Offers of international support poured in. Gulf Arab states, who in the past were major financial supporters of Lebanon but recently stepped back because of what they say is Iranian meddling, sent planes with medical equipment and other supplies. Iran offered food and a field hospital, ISNA news agency said.
The United States, Britain, France and other Western nations, which have been demanding political change in Lebanon, also offered help. The Netherlands said it was sending doctors, nurses and specialised search and rescue teams.
“This explosion seals the collapse of Lebanon. I really blame the ruling class,” said Hassan Zaiter, 32, a manager at the heavily damaged Le Gray Hotel in downtown Beirut.
For many it was a dreadful reminder of the 1975 to 1990 civil war that tore the nation apart and destroyed swathes of Beirut, much of which had been rebuilt. Post-war reconstruction and political corruption mired Lebanon in huge debts.
TANGLED WRECK
“With this blast they took us back to the years of war … Our leaders are in a coma,” said Ali Abdulwahed, 46, a manager at Café de l’Etoile, a restaurant next to parliament.
Prime Minister Hassan Diab promised accountability, saying: “Those responsible will pay the price”.
Officials did not say what caused the initial blaze at the port that set off the blast.

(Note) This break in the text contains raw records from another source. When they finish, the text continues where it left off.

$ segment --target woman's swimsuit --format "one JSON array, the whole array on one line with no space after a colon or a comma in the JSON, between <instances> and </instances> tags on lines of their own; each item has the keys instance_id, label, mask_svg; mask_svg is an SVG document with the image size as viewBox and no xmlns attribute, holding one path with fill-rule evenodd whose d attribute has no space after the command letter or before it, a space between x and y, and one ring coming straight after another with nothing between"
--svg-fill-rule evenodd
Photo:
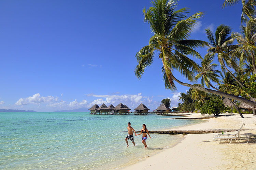
<instances>
[{"instance_id":1,"label":"woman's swimsuit","mask_svg":"<svg viewBox=\"0 0 256 170\"><path fill-rule=\"evenodd\" d=\"M147 132L146 130L145 130L144 132L143 131L142 131L142 133L146 133L146 134ZM144 141L145 141L146 140L147 140L147 136L146 136L146 136L144 136L144 137L142 136L142 140L144 140Z\"/></svg>"}]
</instances>

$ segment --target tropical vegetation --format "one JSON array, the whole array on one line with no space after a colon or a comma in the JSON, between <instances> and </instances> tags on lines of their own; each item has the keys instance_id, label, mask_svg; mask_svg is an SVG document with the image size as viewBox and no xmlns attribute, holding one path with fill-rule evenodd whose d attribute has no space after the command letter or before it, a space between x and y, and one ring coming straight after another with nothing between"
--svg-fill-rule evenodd
<instances>
[{"instance_id":1,"label":"tropical vegetation","mask_svg":"<svg viewBox=\"0 0 256 170\"><path fill-rule=\"evenodd\" d=\"M223 7L240 1L225 0ZM176 1L154 0L152 7L143 11L144 21L149 24L154 35L148 45L135 56L138 62L134 71L136 76L140 79L146 68L158 56L162 64L166 88L176 90L174 81L190 88L186 94L181 94L180 99L183 103L179 104L179 108L191 111L204 108L203 110L207 110L207 112L212 111L212 113L218 115L217 112L221 109L214 112L209 107L205 108L211 102L217 101L215 95L218 95L218 103L221 103L219 100L227 98L243 117L237 106L238 102L256 107L256 102L250 100L256 96L256 0L241 1L241 32L233 32L224 24L218 26L214 32L208 28L205 29L207 42L189 38L198 20L202 17L202 12L187 17L188 8L177 10ZM208 48L207 54L202 57L196 49L205 47ZM190 56L200 60L201 65ZM215 57L218 64L212 63ZM218 64L221 70L217 69ZM173 75L175 70L192 83L176 79ZM200 84L193 84L199 79Z\"/></svg>"}]
</instances>

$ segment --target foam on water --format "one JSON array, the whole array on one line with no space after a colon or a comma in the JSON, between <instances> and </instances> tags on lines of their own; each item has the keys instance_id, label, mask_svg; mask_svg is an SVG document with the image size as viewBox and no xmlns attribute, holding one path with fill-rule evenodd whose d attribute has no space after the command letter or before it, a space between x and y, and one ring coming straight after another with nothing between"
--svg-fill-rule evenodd
<instances>
[{"instance_id":1,"label":"foam on water","mask_svg":"<svg viewBox=\"0 0 256 170\"><path fill-rule=\"evenodd\" d=\"M0 169L113 169L162 150L180 135L134 136L126 148L127 123L136 131L196 123L156 115L94 115L88 113L0 113Z\"/></svg>"}]
</instances>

A security source and media said it was started by welding work being carried out on a warehouse.
The port district was left a tangled wreck, disabling the nation’s main route for imports needed to feed a nation of more than 6 million people. Lebanon has already been struggling to house and feed hundreds of thousands of refugees from Syria.

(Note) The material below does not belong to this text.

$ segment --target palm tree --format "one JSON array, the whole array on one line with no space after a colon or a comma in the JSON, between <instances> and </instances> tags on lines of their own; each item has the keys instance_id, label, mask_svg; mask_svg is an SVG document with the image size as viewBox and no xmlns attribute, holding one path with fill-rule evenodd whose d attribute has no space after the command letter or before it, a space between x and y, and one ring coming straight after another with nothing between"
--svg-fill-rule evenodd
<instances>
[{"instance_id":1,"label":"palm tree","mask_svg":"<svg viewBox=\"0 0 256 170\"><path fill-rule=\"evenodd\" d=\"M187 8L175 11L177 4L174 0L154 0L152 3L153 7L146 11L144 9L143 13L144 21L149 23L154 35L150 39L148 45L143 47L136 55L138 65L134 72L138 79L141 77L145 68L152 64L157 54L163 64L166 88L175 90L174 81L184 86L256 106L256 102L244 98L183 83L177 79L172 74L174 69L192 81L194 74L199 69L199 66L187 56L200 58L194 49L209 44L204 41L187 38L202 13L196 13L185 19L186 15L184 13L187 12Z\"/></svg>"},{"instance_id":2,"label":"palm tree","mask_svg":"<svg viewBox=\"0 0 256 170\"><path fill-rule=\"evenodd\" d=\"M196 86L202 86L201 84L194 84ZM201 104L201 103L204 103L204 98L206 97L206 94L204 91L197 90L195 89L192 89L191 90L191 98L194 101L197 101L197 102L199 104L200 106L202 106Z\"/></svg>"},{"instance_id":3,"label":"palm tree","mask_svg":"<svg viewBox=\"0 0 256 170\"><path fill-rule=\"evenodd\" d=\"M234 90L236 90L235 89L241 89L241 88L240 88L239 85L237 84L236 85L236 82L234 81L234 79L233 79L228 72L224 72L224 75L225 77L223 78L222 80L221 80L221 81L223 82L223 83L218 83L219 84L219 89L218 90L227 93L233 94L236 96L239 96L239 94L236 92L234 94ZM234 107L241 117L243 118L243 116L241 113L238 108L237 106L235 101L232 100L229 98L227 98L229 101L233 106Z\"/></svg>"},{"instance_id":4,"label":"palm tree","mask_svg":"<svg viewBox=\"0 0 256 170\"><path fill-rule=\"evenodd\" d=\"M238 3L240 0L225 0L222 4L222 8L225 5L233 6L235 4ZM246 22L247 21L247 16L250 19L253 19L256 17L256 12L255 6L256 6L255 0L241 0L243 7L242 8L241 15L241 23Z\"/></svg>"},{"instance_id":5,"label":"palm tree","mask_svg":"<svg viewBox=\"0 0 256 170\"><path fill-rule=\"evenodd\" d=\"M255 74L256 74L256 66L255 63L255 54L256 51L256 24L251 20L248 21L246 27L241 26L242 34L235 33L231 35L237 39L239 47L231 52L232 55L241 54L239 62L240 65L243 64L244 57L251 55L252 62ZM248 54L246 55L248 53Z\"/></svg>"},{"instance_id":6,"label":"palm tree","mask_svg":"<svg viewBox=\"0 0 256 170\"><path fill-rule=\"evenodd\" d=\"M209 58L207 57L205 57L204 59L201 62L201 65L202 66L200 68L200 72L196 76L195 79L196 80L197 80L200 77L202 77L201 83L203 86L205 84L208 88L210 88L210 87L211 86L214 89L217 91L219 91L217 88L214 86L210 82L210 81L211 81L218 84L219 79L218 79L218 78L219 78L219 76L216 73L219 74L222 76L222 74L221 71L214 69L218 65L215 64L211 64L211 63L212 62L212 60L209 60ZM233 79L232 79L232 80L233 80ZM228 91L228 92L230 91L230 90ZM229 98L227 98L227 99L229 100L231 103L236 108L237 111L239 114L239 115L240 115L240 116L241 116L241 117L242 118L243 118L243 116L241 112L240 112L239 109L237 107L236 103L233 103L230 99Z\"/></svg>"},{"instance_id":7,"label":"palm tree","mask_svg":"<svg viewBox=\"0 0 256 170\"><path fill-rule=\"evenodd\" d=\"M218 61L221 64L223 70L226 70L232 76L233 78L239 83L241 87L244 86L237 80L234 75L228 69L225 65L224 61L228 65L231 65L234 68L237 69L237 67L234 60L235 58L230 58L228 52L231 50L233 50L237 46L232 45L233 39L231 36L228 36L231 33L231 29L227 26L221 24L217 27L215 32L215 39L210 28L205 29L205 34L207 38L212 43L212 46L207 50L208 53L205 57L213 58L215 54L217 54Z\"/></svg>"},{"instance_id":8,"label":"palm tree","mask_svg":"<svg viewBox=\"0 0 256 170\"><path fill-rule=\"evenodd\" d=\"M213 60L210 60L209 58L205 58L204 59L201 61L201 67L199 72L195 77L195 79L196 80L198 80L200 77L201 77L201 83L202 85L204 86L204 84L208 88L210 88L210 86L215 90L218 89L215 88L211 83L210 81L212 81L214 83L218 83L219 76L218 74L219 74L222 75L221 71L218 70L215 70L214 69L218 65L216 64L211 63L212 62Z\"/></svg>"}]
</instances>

Lebanon’s main grain silo at the port was destroyed, leaving the nation with less than a month’s wheat reserves.
The U.S. embassy in Beirut, which moved to another part of the city after a huge bomb attack struck its originally waterfront embassy in 1983, warned residents about reports of toxic gases released by the port blast.
The explosion came three days before a U.N.-backed court is due to deliver a verdict in the trial of four suspects from the Iranian-backed Shi’ite Muslim group Hezbollah over a 2005 bombing that killed former Prime Minister Rafik al-Hariri and 21 others.
Hariri was killed by a huge truck bomb on another part of the Beirut waterfront, about 2 km (about one mile) from the port.